Çok güzel övgüler aldı film ama işin fazla duygusal tarafına kaçıldığına dair söylemler de var. Siz ısrarla belgesel olmadığını söylüyorsunuz zaten...
M.A.Ö.: Daha önce bir şey iyi yapılmışsa, bir de ben yapayım demek gibi bir sanatsal anlayışım yok. Ben, bir fikrin sözcüsü, bir kanaat önderi ya da politik bir kişilik değilim. Ben filmciyim ve film yaparım. Biz daha önce yapılmamış bir şey olsun istedik. Ayrıca Atatürk’ün Çanakkale’den başlayıp tüm kazandığı savaşlara kadar olan kısmı zaten biliniyor.
S.A.: Slogan atmayan ve hamaset yapmayan bir film yapalım diye konuşuyorduk başından beri. Temel duygumuz hep buydu. Yetim bir çocuğun tüm Türk ulusunun babası olma hikayesini anlatacağız dedik.
Filmde sık sık gördüğü bir rüya var Atatürk’ün. Bu tarz bir simgeye yer vermenizin nedeni neydi?

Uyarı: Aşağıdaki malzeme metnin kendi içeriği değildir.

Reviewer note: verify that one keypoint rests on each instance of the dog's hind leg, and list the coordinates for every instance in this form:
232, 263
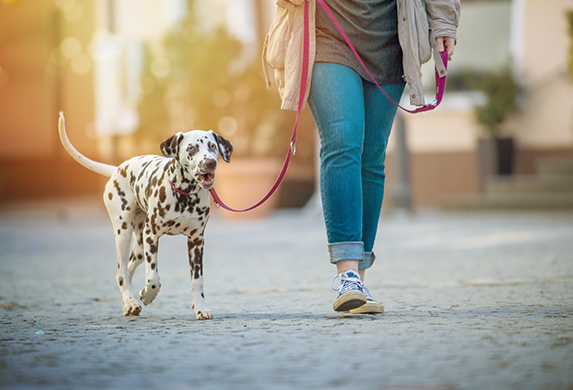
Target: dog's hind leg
136, 257
195, 247
150, 249
121, 215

M.A.Ö.: Mustafa Kemal’in çocukluğuna kadar gittiğinizde söylentiden öte bir şey bulma imkanınız yok. Dolayısıyla da tabii ki kurgulamak zorundayız. Bunu yaparken dikkat ettiğimiz nokta anısına, kişiliğine bir zarar veriyor muyuz yoksa vermiyor muyuz? O kabus dramaturji bir süreçti.
Hikaye 1919’da Atatürk Samsun’a çıkmadan birkaç gün önce bitiyor. Devam filmi gelecek mi?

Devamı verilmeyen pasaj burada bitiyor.